救急医療の現場のシーンから始まるウイルスとの闘いの映画。近づきたくない存在として見られる医療従事者、感染経路の特定、ワクチンや治療法のない感染症、バイオテロとして政治家され混乱を深める。ウイルスの自然宿主との人間のかかわりも。コロナの現状と重ねあわせるととても尋常な心境で見られる映画ではない。インドという少し離れた国という距離をもってしてみてもやはりつらい。さらにインドでは感染が拡大しているというタイミングでの日本語字幕の公開。映画館の人数制限が緩和された日と重なった。咳をする人はいない。マスクの奥で唾をのむ音さえ聞こえてきそうな緊張感

 2018年のケララ州カリカットで原因不明の高熱と嘔吐で病院に運び込まれた患者が死亡する。た担当の看護師の女性が倒れる。インドでは未知の伝染病にパニックが広がる。1995年のアメリカ映画『アウトブレイク』も治療法が見つからないなか医師がウイルスに侵されていくメディカル・スリラーだった。『ウイルス』はケララで実際に起きたアウトブレーク。原因究明と感染拡大防止に努めた対策本部や現場の医療従事者が描かれる。現在進行形のものとしてしか見れない。映画としてみていいのか呵責を感じる。

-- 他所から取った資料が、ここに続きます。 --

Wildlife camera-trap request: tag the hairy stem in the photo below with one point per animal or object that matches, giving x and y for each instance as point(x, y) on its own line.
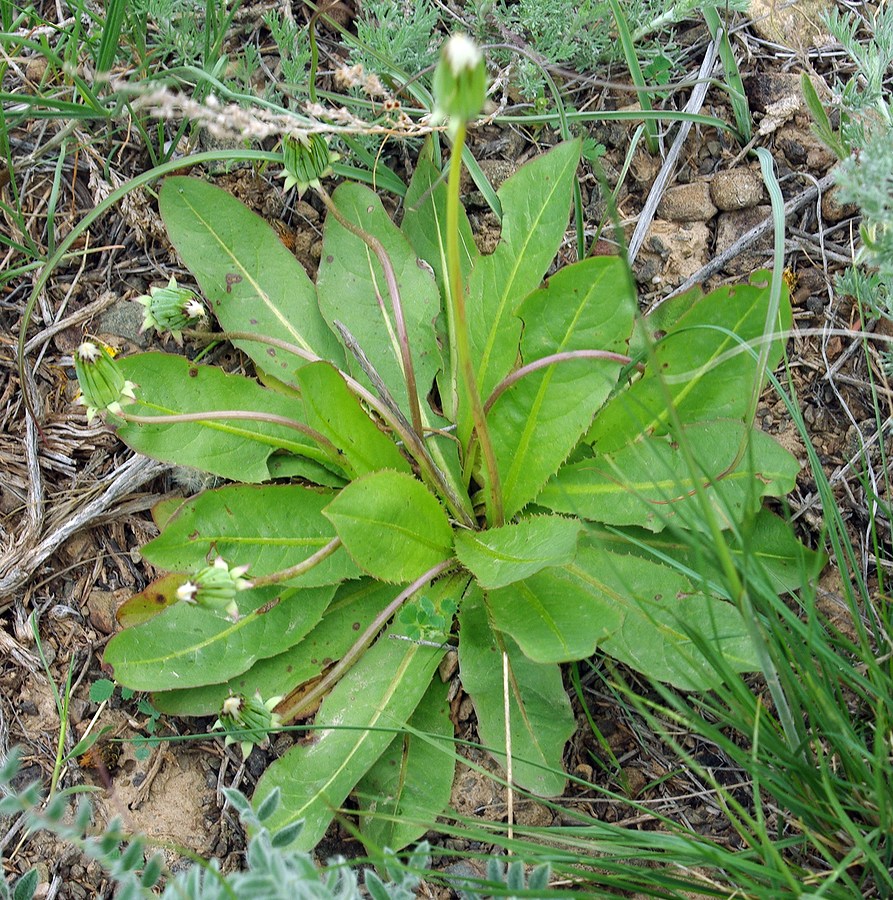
point(550, 360)
point(466, 366)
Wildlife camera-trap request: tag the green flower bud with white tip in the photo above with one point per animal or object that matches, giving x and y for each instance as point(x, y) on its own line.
point(103, 386)
point(248, 721)
point(307, 160)
point(215, 587)
point(460, 82)
point(171, 308)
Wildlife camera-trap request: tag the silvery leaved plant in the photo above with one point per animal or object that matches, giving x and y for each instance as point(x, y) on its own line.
point(440, 446)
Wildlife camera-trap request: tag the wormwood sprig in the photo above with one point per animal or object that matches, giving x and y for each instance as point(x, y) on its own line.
point(441, 437)
point(271, 869)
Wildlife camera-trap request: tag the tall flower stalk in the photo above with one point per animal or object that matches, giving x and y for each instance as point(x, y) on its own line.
point(460, 90)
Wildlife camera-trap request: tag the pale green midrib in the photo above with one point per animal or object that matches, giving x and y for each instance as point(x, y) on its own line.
point(194, 649)
point(706, 367)
point(364, 735)
point(265, 298)
point(503, 300)
point(519, 457)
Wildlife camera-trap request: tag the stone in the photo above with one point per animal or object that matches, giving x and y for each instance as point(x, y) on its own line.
point(738, 188)
point(797, 25)
point(833, 210)
point(687, 203)
point(731, 225)
point(672, 252)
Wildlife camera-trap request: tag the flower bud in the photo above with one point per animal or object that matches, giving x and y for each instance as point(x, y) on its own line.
point(307, 159)
point(460, 82)
point(172, 309)
point(215, 587)
point(251, 720)
point(103, 386)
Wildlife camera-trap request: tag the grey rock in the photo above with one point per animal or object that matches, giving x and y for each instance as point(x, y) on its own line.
point(687, 203)
point(738, 188)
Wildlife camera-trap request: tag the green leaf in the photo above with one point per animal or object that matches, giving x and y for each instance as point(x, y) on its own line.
point(663, 617)
point(821, 123)
point(101, 690)
point(541, 720)
point(268, 528)
point(148, 603)
point(26, 886)
point(357, 720)
point(251, 281)
point(331, 409)
point(649, 484)
point(499, 556)
point(409, 785)
point(355, 604)
point(536, 423)
point(767, 542)
point(700, 366)
point(391, 525)
point(558, 615)
point(352, 289)
point(237, 449)
point(186, 646)
point(535, 203)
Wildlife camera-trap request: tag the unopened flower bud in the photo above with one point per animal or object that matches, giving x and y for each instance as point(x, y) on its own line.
point(103, 386)
point(307, 159)
point(460, 82)
point(171, 308)
point(248, 721)
point(215, 587)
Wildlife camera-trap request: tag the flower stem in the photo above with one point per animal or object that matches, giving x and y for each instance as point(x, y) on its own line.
point(463, 347)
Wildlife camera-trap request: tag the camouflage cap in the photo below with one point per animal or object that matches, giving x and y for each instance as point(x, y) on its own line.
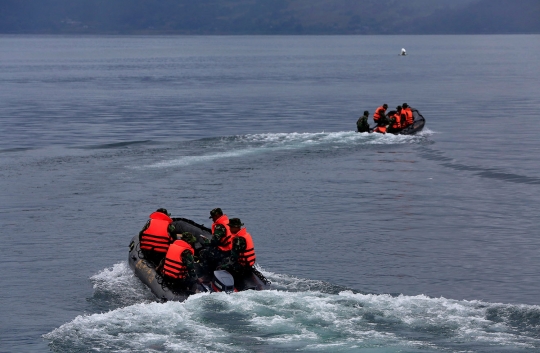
point(188, 238)
point(216, 211)
point(163, 210)
point(235, 222)
point(220, 229)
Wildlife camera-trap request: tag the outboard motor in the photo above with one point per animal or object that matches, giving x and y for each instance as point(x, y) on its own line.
point(223, 282)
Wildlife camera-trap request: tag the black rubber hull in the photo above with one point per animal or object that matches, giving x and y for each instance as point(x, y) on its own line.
point(146, 272)
point(417, 126)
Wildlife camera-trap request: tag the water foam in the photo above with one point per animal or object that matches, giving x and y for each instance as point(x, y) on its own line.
point(240, 146)
point(293, 317)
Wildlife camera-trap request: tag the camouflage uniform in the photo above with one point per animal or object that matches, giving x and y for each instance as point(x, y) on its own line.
point(362, 125)
point(188, 260)
point(231, 264)
point(212, 255)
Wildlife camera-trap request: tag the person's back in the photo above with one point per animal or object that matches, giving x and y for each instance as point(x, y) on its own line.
point(217, 249)
point(243, 256)
point(155, 236)
point(381, 129)
point(409, 117)
point(218, 217)
point(362, 124)
point(380, 113)
point(397, 119)
point(178, 267)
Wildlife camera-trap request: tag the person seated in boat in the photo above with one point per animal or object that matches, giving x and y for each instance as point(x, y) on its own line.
point(362, 125)
point(396, 120)
point(381, 127)
point(242, 258)
point(380, 113)
point(218, 248)
point(178, 266)
point(409, 117)
point(217, 216)
point(155, 236)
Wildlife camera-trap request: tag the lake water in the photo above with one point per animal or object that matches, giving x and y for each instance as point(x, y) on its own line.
point(373, 243)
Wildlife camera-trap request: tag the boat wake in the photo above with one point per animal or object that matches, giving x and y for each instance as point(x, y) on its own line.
point(299, 315)
point(245, 145)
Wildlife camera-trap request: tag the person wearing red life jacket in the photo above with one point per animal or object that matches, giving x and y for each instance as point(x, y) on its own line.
point(217, 216)
point(380, 114)
point(397, 120)
point(178, 266)
point(218, 248)
point(409, 118)
point(242, 257)
point(155, 236)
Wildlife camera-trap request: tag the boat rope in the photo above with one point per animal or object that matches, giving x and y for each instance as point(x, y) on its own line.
point(261, 276)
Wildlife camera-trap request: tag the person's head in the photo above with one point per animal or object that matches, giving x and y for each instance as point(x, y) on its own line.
point(235, 224)
point(220, 230)
point(188, 238)
point(216, 213)
point(164, 211)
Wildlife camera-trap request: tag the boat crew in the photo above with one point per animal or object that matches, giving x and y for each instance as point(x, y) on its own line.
point(409, 118)
point(217, 216)
point(381, 129)
point(242, 257)
point(380, 113)
point(155, 236)
point(397, 119)
point(362, 125)
point(178, 267)
point(218, 248)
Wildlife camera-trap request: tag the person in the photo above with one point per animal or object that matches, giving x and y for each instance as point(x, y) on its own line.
point(409, 118)
point(381, 128)
point(218, 248)
point(397, 119)
point(380, 114)
point(178, 266)
point(242, 258)
point(362, 125)
point(217, 216)
point(155, 236)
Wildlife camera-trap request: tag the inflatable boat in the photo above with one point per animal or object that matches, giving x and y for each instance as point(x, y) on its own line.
point(417, 126)
point(216, 281)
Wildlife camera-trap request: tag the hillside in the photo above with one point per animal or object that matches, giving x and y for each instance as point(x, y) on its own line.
point(269, 17)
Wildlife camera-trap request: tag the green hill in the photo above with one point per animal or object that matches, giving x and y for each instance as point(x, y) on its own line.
point(269, 16)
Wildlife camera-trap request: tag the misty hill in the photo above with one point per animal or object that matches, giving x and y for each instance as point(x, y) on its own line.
point(270, 16)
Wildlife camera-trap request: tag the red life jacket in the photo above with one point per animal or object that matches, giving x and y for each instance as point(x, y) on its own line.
point(409, 119)
point(156, 236)
point(378, 113)
point(174, 267)
point(380, 129)
point(246, 257)
point(225, 243)
point(399, 118)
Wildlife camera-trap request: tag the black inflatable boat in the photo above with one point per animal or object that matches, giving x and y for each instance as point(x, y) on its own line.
point(217, 281)
point(417, 126)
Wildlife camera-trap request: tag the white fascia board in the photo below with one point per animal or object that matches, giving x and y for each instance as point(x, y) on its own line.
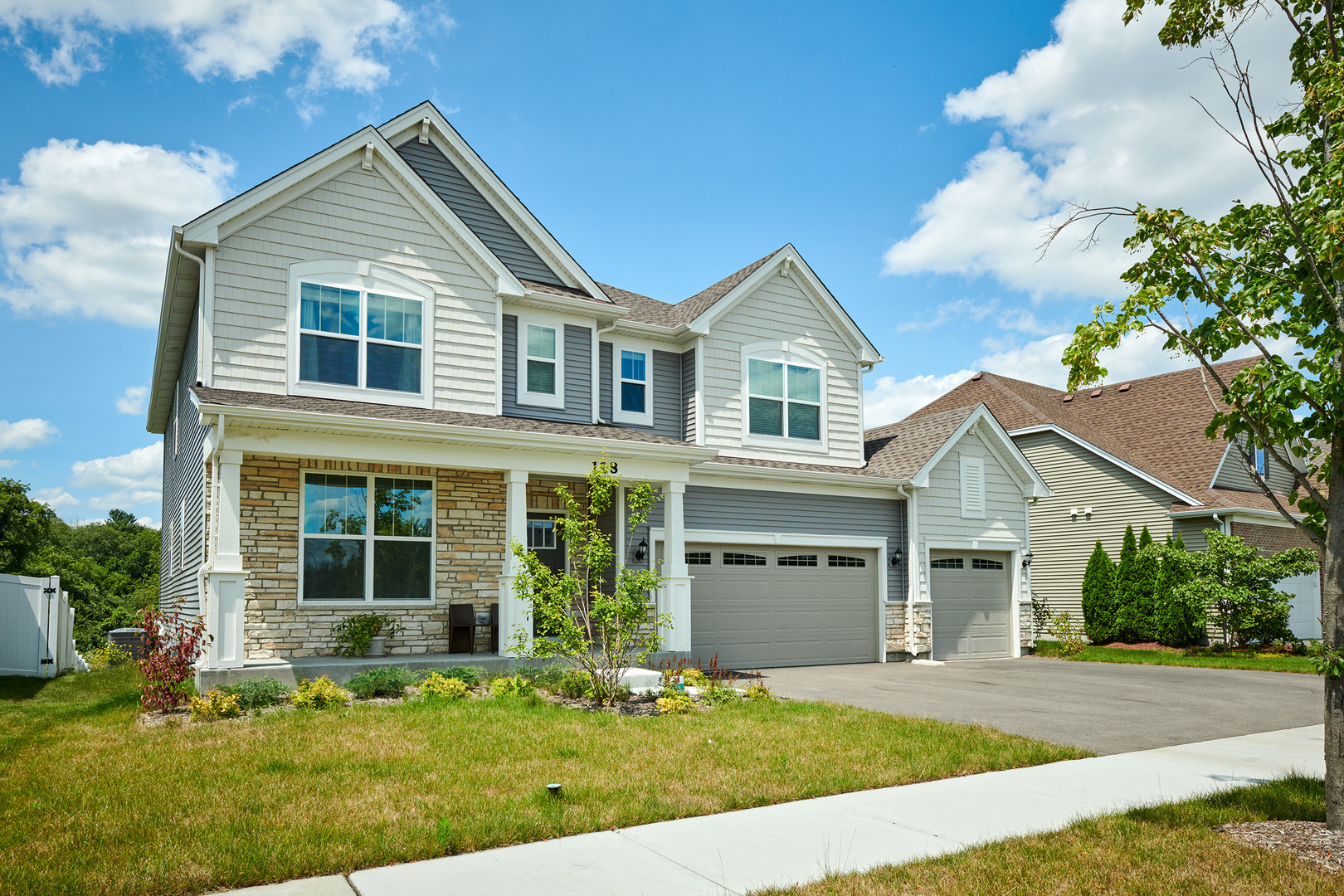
point(468, 434)
point(1107, 455)
point(827, 303)
point(785, 477)
point(981, 416)
point(488, 183)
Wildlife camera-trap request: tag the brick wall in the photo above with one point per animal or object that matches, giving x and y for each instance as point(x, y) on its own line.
point(470, 543)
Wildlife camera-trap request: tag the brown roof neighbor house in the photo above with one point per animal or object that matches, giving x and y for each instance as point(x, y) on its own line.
point(1133, 453)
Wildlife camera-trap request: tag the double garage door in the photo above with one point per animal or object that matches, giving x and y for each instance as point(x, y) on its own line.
point(971, 594)
point(760, 607)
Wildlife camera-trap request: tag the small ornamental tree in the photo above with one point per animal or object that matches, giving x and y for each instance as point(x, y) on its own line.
point(601, 631)
point(173, 645)
point(1099, 596)
point(1235, 585)
point(1176, 624)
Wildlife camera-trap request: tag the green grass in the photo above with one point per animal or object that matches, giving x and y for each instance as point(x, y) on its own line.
point(1148, 852)
point(90, 802)
point(1168, 659)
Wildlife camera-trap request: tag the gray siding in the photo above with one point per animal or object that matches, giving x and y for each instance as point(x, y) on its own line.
point(1060, 543)
point(668, 391)
point(578, 377)
point(448, 182)
point(754, 511)
point(689, 395)
point(184, 481)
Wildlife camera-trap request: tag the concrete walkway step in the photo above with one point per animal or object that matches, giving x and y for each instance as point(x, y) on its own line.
point(791, 843)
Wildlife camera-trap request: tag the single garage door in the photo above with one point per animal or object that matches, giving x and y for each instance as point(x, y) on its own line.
point(969, 596)
point(758, 607)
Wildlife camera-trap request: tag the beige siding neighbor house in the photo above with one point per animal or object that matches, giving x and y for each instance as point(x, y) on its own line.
point(1135, 455)
point(378, 366)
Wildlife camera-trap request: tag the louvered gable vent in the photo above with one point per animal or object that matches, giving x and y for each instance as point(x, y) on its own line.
point(972, 486)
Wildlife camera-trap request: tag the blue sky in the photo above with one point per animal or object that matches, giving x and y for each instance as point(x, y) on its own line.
point(910, 152)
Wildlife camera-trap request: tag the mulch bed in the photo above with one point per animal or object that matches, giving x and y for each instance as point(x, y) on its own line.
point(1147, 645)
point(1308, 840)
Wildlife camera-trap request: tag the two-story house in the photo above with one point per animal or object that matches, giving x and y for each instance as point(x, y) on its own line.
point(374, 368)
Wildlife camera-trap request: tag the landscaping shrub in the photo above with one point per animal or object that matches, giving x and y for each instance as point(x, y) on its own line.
point(574, 684)
point(319, 694)
point(105, 657)
point(1176, 624)
point(1099, 596)
point(173, 645)
point(257, 694)
point(440, 687)
point(216, 705)
point(675, 703)
point(513, 687)
point(383, 681)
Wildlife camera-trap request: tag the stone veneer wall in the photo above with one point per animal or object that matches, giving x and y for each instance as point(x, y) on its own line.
point(470, 544)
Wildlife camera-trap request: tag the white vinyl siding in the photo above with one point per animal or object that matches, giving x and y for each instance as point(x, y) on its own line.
point(357, 215)
point(780, 310)
point(1060, 543)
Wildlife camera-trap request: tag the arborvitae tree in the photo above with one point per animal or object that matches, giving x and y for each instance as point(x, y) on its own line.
point(1176, 622)
point(1099, 597)
point(1135, 601)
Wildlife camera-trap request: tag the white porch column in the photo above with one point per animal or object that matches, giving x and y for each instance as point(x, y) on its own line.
point(676, 592)
point(226, 577)
point(515, 613)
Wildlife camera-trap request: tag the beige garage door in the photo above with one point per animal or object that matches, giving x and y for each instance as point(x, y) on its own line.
point(758, 607)
point(969, 592)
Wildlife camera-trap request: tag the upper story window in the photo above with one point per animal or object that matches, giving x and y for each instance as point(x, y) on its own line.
point(541, 362)
point(358, 328)
point(633, 379)
point(784, 399)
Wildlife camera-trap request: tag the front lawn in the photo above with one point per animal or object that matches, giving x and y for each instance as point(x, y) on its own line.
point(1147, 852)
point(91, 802)
point(1276, 663)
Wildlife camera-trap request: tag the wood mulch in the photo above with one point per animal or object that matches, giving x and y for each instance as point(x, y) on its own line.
point(1308, 840)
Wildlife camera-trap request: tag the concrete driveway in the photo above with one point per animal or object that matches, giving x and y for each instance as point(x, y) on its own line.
point(1098, 705)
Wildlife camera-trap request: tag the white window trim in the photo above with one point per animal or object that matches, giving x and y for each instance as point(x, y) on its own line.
point(965, 464)
point(368, 538)
point(539, 399)
point(364, 277)
point(788, 353)
point(647, 349)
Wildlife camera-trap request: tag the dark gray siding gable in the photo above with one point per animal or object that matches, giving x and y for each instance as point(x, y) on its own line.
point(448, 182)
point(753, 511)
point(578, 377)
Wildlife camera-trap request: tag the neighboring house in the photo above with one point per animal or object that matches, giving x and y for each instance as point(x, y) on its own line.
point(374, 368)
point(1136, 453)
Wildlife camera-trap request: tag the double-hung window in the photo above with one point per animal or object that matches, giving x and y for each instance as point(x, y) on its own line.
point(632, 375)
point(541, 363)
point(784, 399)
point(359, 338)
point(350, 558)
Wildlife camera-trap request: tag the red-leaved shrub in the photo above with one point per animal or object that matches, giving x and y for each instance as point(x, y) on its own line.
point(173, 645)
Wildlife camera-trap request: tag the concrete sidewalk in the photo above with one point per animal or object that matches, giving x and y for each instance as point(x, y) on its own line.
point(799, 841)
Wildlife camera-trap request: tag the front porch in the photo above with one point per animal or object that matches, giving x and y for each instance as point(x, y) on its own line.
point(270, 606)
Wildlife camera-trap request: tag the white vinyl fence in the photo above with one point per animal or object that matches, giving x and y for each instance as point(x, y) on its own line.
point(37, 627)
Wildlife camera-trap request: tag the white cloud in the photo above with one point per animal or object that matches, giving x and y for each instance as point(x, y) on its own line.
point(134, 401)
point(56, 497)
point(85, 229)
point(336, 43)
point(1099, 116)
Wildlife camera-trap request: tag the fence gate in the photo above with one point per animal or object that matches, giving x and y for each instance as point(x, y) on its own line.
point(37, 627)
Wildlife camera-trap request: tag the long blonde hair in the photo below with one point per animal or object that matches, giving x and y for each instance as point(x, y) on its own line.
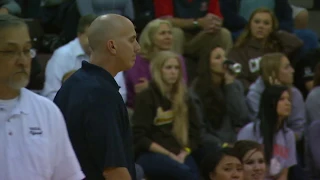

 2018年8月ケララは大洪水に見舞われた。過去100年間で最悪の洪水で、「ネズミ熱」で12人死亡した。マラリア、デング熱、水ぼうそうの感染例も報告された。日本ではほとんど報じられなかったが、このモンスーンの豪雨災害では、およそ500人が死亡し100万人超が避難を強いられた。ケララ州北部でニパウイルスの流行が拡大して17人が死亡している。
 翌年の2019年6月にはニパウイルスの感染者が再び見つかった。感染者は40~75%の確率で死に至る。感染しても症状が出ないこともあれば、脳炎を引き起こしてさまざまな合併症を併発する場合もある。コウモリが媒介となることが多く、ブタなどの家畜も感染して人も感染する。感染者の自宅の井戸から発見されたコウモリが感染源だった可能性が指摘されいる。映画の中ではフルーツバットとされている。映画ではケララにウイルス研究所が設立されたことも最後に紹介されている。
 マレーシアで被害が確認されていたニパ・ウイルス感染症。マレーシアに駐在していた際には宿主とされるコウモリの洞窟を訪れた。SARSと鳥インフルエンザの感染拡大と取材していた時期だった。人間と自然のなわばりの境界線が見えなくなっていた。二つの縄張りの中間では、飼育されていた豚が処分され空になっていた。防護服を着て取材したがコウモリの足は素手で持った。
https://jibaku.info/archives/1038

 20年前にマレーシアで初めて確認されたニパウイルス感染症。そのインドでの広がりを題材に描いた『ウイルス』(2019)。インディアン・ムービー・ウィークで紹介された映画のうちの一本だが、あまりにタイムリーになった。監督はアーシク・アブ。マラヤラム語。出演、レーヴァティ(マルガリータで乾杯を!)、パールヴァティ(チャーリー)、クンチャーコー・ボーバン。音楽 スシン・シャーム。インタミッションを挟んでの150分。
 映画の脚本家ムーシンが監督のアーシクと協議していた時期にニパが発生していた。いとこや友人も医科大学の医師がいて、現実味のあるスクリプトや台詞がつくられた。それが緊張感を生んでいる。普通病棟に戻るという嘘を見抜き遺書を残す医療従事者。言外の意味をくみ取れるようしっかりみていないと物語の展開から落ちこぼれる。
 監督のアーシクは、ウイルスとの戦いで亡くなった28歳の英雄的な看護師リニ・プササリーを描くことにした。保健大臣も実在の人物をベースにする。アウトブレイクの翌年の公開は、日本だとちょっと無理だろう。描き方の主軸がとれない。関係者の了解。ドキュメンタリーとも異なる映像倫理など課題が多すぎる。
 『ウイルス』(2019)。撮影は、2019年1月から2月にかけて。カリカットの政府医科大学で行われた。2019年6月7日に世界中で公開され批評家から高い評価を受け興行収入も成功。ザカリヤ・モハメドという名の男性が感染。コジコーデにある公立医科大学に連れて行かれた。そこで未知のウイルスの症状に苦しみ数時間後に死亡。ザカリヤを治療した看護師アキラも感染。周辺で徐々に症例が確認され死者数が増加し始める。医療専門家が未知のウイルスがニパであることを確認。
 緊急事態でCKプラミーラ保健相とポールVアブラハムが率いる医療従事者と医療専門家のチームが危機に立ち向かう。生物兵器ではないことを証明する。科学者、医療専門家、病院スタッフ、ボランティア、前向きに戦った人々を敬意をもって描く。
 ケララ州での2018年ニパウイルスの発生。2018年5月23日、ケララ州保健局は、ケララ州の北部地区への旅行者に特に注意するように求める旅行勧告。2018年5月23日、ケララ州は、ニパウイルスの治療と薬について、マレーシア保健省に医学的助言を要請。2018年5月25日、アラブ首長国連邦の厚生労働省が状況が収まるまでケララへの不必要な旅行を延期し、果物や野菜を避けるよう勧告。2018年6月1日、ケララ州北部のタマラッセリー教区は教会に舌での聖体拝領の提供を中止し、宗教の授業を延期し、ウイルスが蔓延するまで結婚式や家族の集まりや不必要な旅行を避けるよう要請。
 医療現場の現実や未知の感染症に出会った人々の感情がわかりやすく描かれている。クラスターという言葉も用いられている。コロナの前に見ていれば医療リテラシーをかなり上げることができていたと思われる。ただ映画だから最後はウイルスとの闘いを終えた克服宣言を過去のものとして音楽で盛り上げていたが、日本、世界、インドのコロナの現状を考えると、ここはちっとも共感できなかった。